Con questo programma Bernie Sanders è stato accusato di proporre soluzioni troppo estreme e datate. «Sanders ha posizioni meno estreme di parecchi politici che fuori dagli Usa governano in tranquillità. E forse, se i problemi sono vecchi, devono esserlo anche le soluzioni. Ma tutto passa attraverso una maggiore partecipazione dei cittadini».

Da questo punto di vista, le proteste che hanno lanciato il movimento #BlackLivesMatter sono un segnale incoraggiante. O no? «È positivo che si sia acceso un faro sulle violenze della polizia, che rimangono un nervo scoperto del sistema. Ed è bello aver visto tanta mobilitazione. Ma il ruolo ambiguo dei social è emerso anche qui, perché prima e dopo ogni manifestazione torniamo a chiuderci nell’individualismo digitale. Così, invece di allargarsi, le proteste a lungo andare diventano una semplice questione di hashtag, magari cavalcata da aziende che nella vita di tutti i giorni discriminano i neri o le donne».

Sono le contraddizioni del capitalismo, che descrive nel capitolo intitolato Ottimizzarsi sempre: abbiamo meno soldi e meno diritti, e la sera combattiamo lo stress ordinando online insalate da 15 dollari e vestiti lussuosi. C’è un modo per uscirne? «Io mi sono data allo yoga, ma in fin dei conti sono solo passata da una dipendenza a un’altra (ride, ndr). Credo che tutto debba partire da una ridefinizione di ciò ci fa stare davvero meglio, e non da scelte drastiche che poi magari non hanno seguito. È come quando durante il lockdown ci rilassavamo a fare il pane ma poi correvamo ad afferrare lo smartphone per paura di essere rimasti esclusi da qualcosa. O, tornando alla politica Usa, è come quando si fanno appelli per andare a votare senza prima riformare le istituzioni per farle funzionare davvero».

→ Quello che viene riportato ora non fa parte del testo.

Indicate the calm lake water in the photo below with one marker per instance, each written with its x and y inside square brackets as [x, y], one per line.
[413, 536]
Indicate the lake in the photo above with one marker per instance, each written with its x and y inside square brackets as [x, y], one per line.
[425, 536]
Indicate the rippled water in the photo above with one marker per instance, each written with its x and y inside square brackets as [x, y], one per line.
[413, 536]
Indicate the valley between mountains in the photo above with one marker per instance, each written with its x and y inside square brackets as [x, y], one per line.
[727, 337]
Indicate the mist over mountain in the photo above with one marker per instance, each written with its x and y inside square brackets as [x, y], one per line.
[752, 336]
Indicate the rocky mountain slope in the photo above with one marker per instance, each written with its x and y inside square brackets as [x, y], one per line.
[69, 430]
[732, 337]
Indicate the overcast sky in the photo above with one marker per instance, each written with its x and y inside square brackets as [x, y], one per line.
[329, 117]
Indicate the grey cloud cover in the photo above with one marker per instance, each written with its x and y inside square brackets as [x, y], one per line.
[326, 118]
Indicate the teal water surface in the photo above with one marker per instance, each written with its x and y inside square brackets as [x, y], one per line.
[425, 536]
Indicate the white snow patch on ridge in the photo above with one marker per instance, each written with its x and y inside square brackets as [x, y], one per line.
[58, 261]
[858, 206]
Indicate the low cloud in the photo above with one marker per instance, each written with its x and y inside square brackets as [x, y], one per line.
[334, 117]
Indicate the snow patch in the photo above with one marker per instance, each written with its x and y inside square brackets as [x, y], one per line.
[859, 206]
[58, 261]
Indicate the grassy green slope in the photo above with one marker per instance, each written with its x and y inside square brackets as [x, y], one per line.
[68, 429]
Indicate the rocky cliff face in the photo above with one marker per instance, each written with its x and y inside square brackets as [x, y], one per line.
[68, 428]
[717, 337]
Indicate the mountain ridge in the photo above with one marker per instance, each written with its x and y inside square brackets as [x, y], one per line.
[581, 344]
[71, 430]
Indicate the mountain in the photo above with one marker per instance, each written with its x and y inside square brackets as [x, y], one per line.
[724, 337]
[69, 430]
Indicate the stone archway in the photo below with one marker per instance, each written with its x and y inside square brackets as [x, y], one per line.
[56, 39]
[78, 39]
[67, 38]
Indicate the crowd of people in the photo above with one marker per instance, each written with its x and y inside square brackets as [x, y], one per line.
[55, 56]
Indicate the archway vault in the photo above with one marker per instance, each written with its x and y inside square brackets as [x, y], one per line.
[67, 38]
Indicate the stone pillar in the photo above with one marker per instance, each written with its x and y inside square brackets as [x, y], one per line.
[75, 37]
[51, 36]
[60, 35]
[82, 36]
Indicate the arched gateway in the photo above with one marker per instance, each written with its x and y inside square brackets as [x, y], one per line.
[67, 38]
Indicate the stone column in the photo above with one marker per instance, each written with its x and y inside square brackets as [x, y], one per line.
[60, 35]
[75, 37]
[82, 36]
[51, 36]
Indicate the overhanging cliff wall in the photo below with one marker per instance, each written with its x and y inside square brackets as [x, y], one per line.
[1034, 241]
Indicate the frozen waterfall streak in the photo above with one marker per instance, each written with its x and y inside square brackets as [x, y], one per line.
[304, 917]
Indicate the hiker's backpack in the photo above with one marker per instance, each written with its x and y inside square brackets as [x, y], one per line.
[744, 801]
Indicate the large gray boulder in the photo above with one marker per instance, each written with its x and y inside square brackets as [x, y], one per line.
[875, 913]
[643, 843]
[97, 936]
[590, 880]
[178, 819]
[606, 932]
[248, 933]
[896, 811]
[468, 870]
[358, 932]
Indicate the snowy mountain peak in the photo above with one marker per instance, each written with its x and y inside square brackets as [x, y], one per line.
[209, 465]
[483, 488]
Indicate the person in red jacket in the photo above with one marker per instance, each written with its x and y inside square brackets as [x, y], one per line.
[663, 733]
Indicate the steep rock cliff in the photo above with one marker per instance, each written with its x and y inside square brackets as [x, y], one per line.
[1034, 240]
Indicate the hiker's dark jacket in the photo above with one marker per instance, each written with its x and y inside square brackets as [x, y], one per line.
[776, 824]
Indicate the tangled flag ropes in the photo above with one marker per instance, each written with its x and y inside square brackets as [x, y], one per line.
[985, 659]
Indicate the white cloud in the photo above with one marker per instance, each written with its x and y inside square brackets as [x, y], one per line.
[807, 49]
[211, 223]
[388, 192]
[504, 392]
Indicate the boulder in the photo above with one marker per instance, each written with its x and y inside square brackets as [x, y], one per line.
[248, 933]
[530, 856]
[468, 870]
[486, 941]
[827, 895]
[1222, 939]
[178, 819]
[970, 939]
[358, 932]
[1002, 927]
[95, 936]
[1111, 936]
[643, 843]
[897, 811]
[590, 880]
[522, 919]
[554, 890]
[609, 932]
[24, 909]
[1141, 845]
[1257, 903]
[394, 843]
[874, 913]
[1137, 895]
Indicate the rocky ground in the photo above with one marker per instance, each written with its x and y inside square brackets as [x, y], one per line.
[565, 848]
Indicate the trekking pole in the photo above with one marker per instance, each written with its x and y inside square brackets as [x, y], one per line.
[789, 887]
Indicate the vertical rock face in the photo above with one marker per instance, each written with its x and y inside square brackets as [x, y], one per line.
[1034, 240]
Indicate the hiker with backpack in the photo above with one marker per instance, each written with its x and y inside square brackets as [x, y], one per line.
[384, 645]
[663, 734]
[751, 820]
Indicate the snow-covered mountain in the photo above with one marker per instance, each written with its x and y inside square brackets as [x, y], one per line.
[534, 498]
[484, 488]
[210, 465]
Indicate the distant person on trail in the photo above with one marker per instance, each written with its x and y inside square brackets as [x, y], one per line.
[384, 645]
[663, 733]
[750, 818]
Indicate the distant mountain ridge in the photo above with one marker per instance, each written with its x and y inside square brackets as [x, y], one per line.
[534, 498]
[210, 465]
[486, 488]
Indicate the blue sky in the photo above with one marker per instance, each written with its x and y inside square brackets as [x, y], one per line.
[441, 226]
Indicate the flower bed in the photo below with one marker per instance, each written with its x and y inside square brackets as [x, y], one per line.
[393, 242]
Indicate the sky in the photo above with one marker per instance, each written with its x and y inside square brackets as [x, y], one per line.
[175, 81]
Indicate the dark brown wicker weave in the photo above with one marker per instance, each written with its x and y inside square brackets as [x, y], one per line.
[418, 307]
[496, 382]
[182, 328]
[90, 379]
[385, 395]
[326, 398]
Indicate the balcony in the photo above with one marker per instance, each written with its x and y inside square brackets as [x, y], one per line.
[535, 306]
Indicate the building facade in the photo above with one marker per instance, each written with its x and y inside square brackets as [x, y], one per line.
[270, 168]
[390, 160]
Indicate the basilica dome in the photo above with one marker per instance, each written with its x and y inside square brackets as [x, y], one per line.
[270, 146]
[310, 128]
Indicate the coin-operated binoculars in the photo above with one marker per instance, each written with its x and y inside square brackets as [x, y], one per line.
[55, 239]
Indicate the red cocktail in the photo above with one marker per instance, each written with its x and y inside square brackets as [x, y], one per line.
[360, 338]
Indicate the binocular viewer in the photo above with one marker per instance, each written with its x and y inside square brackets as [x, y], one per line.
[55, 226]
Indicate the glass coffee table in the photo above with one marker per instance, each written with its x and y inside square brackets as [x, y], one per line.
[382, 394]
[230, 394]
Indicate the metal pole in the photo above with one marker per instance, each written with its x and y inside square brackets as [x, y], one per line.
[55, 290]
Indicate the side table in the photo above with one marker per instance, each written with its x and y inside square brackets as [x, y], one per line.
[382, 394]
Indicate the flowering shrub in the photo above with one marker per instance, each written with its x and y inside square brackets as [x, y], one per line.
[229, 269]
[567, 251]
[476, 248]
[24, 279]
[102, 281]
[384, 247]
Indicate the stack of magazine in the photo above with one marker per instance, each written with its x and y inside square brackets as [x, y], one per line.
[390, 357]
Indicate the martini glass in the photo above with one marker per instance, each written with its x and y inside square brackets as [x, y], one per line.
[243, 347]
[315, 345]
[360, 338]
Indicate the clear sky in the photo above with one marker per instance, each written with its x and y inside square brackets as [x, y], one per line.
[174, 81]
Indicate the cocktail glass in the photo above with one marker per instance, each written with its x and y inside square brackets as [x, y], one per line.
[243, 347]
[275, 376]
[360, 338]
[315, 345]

Le donne sono un altro filo conduttore di alcuni dei suoi saggi. A più di 3 anni dalla nascita del movimento #MeeToo, qual è lo stato di salute del femminismo a stelle e strisce? «Anche #MeeToo è diventato uno slogan planetario, con tutti i pregi e i difetti che questo comporta. Ha influenzato il dibattito politico meno di quanto prevedessimo, perché il femminismo moderno resta, nelle armi che utilizza, un fenomeno individuale e non collettivo: sii più bella, più forte, più indipendente. Ma a livello sociale qualcosa sta cambiando comunque: l’attenzione a temi come la necessità di un linguaggio più corretto, le molestie, la parità di genere e quella salariale è cresciuta. E questo è un ottimo risultato».

Gli Stati Uniti in 9 saggi “spietati”

Jia Tolentino
Jia Tolentino, 32 anni, nel suo studio di Brooklyn
Credits foto: Elena Mudd

Social network, reality show, abuso di droghe, fanatismo religioso, truffe online, nuovi femminismi, cultura dello stupro, matrimoni improbabili. Sono i temi che Jia Tolentino analizza in Trick Mirror (NR Edizioni, traduzione di Simona Siri), raccolta di saggi che le è valso l’appello di “Susan Sontag della generazione millenial”: 9 saggi apparentemente intimi e scollegati, dai quali però emerge un ritratto lucido e spietato degli Usa.